No. Robots.txt only blocks crawling, not indexing. A disallowed URL can still appear in Google Search if other pages link to it — it will just show without a snippet. To fully remove a page from search results, use a <meta name="robots" content="noindex"> tag or an X-Robots-Tag HTTP header and allow Google to crawl the page so it can read the directive.

Should I block AI crawlers like GPTBot and ClaudeBot?

It depends on your goals. Blocking GPTBot (OpenAI), ClaudeBot (Anthropic), Google-Extended (Gemini training) and CCBot (Common Crawl) prevents those companies from using your content to train language models. It does not affect regular search engine rankings — Googlebot is a separate crawler from Google-Extended. Publishers who want to stay in ChatGPT or Claude's browsing answers should keep them allowed.

What is the difference between Disallow and noindex?

Disallow in robots.txt stops crawlers from fetching a URL at all. noindex (in a meta tag or HTTP header) lets crawlers fetch the page but tells them not to include it in search results. For removing pages from Google, noindex is almost always the correct choice.

Do wildcards work in robots.txt?

Yes for most modern crawlers. * matches any sequence of characters, and $ anchors a pattern to the end of the URL. For example, Disallow: /*.pdf$ blocks every URL ending in .pdf. Googlebot, Bingbot and Yandex all support these extensions.

Should I include my sitemap in robots.txt?

Yes. Adding Sitemap: https://yourdomain.com/sitemap.xml is the simplest way to help every search engine discover your XML sitemap without needing to submit it through each webmaster console. You can list multiple sitemaps on separate lines.

Can I use robots.txt to hide sensitive URLs?

No.

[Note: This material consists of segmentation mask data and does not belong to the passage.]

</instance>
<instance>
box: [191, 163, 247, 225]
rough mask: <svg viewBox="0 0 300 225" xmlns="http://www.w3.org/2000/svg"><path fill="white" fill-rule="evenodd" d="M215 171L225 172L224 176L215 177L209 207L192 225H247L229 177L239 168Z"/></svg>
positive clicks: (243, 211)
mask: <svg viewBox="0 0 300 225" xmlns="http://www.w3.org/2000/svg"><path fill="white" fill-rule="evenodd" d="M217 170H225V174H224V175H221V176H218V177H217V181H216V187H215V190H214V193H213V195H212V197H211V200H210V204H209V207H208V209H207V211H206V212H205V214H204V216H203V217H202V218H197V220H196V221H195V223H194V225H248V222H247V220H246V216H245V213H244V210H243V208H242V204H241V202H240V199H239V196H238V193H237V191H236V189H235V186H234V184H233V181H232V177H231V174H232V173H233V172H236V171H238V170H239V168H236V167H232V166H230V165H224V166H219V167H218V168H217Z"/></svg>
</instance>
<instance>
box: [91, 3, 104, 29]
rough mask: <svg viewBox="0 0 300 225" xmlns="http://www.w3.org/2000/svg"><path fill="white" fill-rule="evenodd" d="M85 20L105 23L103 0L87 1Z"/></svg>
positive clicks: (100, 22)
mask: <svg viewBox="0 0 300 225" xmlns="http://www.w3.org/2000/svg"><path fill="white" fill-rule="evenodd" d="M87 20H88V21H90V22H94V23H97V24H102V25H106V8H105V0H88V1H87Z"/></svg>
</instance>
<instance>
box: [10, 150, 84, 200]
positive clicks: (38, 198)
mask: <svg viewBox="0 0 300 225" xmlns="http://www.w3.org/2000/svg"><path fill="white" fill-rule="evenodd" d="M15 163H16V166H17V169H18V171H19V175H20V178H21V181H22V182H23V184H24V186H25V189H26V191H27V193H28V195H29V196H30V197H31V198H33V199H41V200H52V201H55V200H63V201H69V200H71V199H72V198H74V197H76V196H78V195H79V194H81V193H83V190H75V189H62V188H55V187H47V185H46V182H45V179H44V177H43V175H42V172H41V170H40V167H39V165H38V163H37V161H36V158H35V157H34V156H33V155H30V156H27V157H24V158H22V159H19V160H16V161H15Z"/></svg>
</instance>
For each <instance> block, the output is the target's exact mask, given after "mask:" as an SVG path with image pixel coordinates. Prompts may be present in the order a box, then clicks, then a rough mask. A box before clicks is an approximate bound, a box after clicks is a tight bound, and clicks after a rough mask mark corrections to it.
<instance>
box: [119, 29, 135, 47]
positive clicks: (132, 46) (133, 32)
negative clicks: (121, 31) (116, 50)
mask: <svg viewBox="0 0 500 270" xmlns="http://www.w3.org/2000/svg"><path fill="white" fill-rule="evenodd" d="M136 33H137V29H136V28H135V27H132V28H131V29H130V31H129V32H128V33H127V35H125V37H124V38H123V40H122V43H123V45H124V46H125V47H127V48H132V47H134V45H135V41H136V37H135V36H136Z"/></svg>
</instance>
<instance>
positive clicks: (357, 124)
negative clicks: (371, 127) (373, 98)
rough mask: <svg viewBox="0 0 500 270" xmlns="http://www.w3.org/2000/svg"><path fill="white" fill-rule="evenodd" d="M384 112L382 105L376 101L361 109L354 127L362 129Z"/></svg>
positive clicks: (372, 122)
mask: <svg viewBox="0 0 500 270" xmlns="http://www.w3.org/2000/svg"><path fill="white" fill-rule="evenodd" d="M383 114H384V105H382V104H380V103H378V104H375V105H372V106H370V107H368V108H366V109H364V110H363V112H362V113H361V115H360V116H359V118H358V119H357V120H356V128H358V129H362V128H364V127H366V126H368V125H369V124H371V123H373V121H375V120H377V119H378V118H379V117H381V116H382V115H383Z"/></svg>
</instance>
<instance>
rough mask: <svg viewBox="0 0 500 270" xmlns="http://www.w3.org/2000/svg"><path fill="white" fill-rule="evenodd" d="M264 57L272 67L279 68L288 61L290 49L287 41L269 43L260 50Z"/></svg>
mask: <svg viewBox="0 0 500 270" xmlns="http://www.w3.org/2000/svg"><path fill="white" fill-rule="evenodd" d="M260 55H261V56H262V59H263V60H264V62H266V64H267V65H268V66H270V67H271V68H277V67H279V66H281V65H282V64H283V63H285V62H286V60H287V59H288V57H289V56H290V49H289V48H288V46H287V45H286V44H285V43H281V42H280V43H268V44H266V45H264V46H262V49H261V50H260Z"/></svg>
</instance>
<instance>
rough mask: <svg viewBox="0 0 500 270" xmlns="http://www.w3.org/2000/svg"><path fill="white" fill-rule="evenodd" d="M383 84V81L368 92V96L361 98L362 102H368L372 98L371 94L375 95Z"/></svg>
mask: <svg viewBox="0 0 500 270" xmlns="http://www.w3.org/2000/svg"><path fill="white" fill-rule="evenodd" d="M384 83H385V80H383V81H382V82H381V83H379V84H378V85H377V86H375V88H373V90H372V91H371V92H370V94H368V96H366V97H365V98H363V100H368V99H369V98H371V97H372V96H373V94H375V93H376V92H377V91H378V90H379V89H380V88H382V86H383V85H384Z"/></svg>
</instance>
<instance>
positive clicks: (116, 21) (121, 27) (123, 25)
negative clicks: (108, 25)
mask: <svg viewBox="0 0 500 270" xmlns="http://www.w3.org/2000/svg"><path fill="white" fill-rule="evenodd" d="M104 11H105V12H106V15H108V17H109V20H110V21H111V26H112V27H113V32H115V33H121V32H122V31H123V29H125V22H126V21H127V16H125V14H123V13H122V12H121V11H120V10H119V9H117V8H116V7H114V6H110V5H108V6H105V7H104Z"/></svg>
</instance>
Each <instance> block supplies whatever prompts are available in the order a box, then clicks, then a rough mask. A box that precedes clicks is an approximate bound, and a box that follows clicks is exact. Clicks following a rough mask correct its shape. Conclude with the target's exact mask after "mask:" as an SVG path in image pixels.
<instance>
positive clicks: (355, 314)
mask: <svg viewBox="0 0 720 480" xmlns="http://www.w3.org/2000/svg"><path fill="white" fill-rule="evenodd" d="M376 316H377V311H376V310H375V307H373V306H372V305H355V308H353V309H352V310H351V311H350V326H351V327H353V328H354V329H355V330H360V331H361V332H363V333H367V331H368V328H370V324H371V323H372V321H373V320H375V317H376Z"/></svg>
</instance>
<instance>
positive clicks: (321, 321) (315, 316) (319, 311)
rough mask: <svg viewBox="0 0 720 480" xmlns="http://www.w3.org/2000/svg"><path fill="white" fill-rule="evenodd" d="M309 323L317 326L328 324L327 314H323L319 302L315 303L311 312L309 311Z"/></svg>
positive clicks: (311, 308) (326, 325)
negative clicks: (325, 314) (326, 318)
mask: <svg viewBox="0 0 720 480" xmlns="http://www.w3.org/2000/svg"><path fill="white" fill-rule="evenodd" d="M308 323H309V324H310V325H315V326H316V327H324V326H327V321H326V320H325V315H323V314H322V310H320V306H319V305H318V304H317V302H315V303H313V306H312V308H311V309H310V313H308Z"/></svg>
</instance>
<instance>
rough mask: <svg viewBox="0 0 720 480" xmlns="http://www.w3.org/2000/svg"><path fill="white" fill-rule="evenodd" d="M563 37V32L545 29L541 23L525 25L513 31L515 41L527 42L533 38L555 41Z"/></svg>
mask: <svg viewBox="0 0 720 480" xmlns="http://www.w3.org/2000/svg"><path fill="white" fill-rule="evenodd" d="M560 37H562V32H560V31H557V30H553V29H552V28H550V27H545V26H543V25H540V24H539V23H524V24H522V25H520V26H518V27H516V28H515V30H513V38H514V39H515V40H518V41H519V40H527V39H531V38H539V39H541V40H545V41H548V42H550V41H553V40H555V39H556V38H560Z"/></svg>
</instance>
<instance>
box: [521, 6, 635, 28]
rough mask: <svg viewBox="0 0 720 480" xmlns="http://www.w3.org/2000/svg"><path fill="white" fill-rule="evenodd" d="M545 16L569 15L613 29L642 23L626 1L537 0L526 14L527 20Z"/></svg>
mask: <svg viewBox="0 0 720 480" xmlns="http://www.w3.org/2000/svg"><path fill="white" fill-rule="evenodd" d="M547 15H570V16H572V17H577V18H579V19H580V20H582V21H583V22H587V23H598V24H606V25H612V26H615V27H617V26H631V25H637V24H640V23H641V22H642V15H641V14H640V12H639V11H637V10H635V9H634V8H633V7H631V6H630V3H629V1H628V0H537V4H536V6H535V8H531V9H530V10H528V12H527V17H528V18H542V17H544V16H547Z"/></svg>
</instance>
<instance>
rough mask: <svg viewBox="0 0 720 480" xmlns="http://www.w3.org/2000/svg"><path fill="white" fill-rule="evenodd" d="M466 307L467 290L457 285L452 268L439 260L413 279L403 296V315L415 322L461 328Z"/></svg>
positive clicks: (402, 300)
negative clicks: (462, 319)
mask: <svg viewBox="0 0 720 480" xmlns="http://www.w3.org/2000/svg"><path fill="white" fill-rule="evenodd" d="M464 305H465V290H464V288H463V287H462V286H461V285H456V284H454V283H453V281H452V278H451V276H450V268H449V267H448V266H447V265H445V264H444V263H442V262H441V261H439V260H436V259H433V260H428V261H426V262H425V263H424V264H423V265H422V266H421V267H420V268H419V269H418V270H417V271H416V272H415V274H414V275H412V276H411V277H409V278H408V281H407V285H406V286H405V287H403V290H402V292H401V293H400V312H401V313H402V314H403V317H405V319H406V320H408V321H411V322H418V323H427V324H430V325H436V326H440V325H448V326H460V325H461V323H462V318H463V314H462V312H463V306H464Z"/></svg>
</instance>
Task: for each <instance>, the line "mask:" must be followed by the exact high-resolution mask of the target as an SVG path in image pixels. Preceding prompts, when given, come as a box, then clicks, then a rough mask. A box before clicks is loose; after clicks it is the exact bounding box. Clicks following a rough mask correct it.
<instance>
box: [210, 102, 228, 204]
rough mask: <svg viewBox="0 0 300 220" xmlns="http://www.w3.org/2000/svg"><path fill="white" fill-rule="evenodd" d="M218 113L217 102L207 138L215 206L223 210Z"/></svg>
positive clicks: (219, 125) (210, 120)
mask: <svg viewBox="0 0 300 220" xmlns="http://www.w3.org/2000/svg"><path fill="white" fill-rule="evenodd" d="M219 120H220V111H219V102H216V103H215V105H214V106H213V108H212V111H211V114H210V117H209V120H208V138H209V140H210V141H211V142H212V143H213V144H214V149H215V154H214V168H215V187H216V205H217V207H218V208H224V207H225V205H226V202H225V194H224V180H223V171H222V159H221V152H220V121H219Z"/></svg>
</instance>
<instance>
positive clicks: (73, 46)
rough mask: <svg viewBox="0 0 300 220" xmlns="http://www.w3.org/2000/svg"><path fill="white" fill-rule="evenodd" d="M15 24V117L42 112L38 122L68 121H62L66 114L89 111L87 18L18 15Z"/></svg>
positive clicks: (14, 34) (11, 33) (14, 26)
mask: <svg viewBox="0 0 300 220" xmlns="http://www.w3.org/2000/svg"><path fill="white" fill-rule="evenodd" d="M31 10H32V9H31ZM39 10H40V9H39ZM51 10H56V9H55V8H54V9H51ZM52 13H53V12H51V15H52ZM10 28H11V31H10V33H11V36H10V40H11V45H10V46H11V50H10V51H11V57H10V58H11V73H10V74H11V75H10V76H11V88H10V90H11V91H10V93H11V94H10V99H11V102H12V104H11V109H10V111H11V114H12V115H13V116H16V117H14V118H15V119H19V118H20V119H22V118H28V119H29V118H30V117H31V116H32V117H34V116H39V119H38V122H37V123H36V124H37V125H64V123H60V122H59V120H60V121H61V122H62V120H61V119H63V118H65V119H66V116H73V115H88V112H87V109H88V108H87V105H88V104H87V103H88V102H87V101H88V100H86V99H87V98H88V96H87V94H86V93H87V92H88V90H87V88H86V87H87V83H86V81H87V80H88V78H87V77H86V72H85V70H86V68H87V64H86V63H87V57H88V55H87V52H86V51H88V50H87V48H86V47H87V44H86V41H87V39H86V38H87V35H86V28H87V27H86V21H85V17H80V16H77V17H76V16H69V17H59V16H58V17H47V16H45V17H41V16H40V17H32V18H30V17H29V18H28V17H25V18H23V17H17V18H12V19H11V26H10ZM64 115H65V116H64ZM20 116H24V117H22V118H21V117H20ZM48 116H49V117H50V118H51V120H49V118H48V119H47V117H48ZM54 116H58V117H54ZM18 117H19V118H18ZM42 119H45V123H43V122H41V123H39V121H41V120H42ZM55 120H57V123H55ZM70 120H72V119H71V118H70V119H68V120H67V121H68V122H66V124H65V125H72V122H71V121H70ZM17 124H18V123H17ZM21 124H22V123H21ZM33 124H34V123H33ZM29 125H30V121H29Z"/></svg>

Robots.txt is publicly readable, so listing a URL there actually advertises its existence to anyone who views the file. For private content, use HTTP authentication, IP allow-listing, or return a 403/404 for unauthorized requests — never rely on robots.txt for security.

How do I test my robots.txt file?

Use Google Search Console's robots.txt Tester to verify Googlebot's interpretation of your rules, and check Bing Webmaster Tools for Bingbot. Always fetch yourdomain.com/robots.txt in a browser after uploading to confirm it returns the expected content with a 200 status.